Last Tuesday and Wednesday, May 23-24, I attended PHDays VII conference in Moscow. I was talking there about vulnerability databases and the evolution process of vulnerability assessment tools, as far as I understand it.

To Vulnerability Database and beyond

But first of all, a few words about the conference itself. I can tell that since the last year the event got even better. I’ve seen lot of new faces. Some people I didn’t know, but they knew me by my blog and accounts in social networks. What a strange, strange time we live in! I was very pleased to see and to talk with you all, guys! 🙂

PHDays is one of the few events that truly brings all Russian community of security professionals together. I’ve seen people I have studied with in university, colleagues from the all places where I have been worked, and nearly all researchers and security practitioners that I follow. Big thanks for the organizers, Positive Technologies, for such an amazing opportunity!

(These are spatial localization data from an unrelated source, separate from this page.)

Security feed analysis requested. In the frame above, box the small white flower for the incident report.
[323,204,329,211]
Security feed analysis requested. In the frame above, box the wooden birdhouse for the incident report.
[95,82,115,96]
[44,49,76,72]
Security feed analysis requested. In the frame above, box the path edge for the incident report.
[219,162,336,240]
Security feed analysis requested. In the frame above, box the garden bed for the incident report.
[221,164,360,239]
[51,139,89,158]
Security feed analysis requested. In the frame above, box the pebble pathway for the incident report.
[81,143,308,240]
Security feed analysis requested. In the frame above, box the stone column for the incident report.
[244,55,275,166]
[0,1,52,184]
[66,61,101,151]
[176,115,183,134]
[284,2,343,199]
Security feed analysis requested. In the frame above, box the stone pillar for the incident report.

It is also a truly international event. You can see speakers from all over the world. And all information is available both in Russian and English. Almost all slides are in English. Three parallel streams of reports, workshops and panel discussions were dubbed by professional simultaneous interpreters, like it is a United Nations sessions or something, recorded and broadcast live by the team of operators and directors. Final result looks really great.

Video of my presentation:

I was talking too fast and used some expressions that was hard to translate. The translator, however, did an awesome job. He is my hero! 🙂 If you didn’t understand something on video, I made a transcript bellow.

A version without translation for Russian-speakers is here.


Unfortunately gif animation is not working in the Slideshare viewer.

Today I would like to discuss vulnerability databases and how vulnerability assessment systems has been evolving. Prior to discussing vulnerability databases I need to say that any vulnerability is just a software error, a bug, that allowing hacker to do some cool things. Software developers and vendors post information about such vulnerabilities on their websites. And there are tons and tones of vendors, and websites, and software products, and vulnerabilities.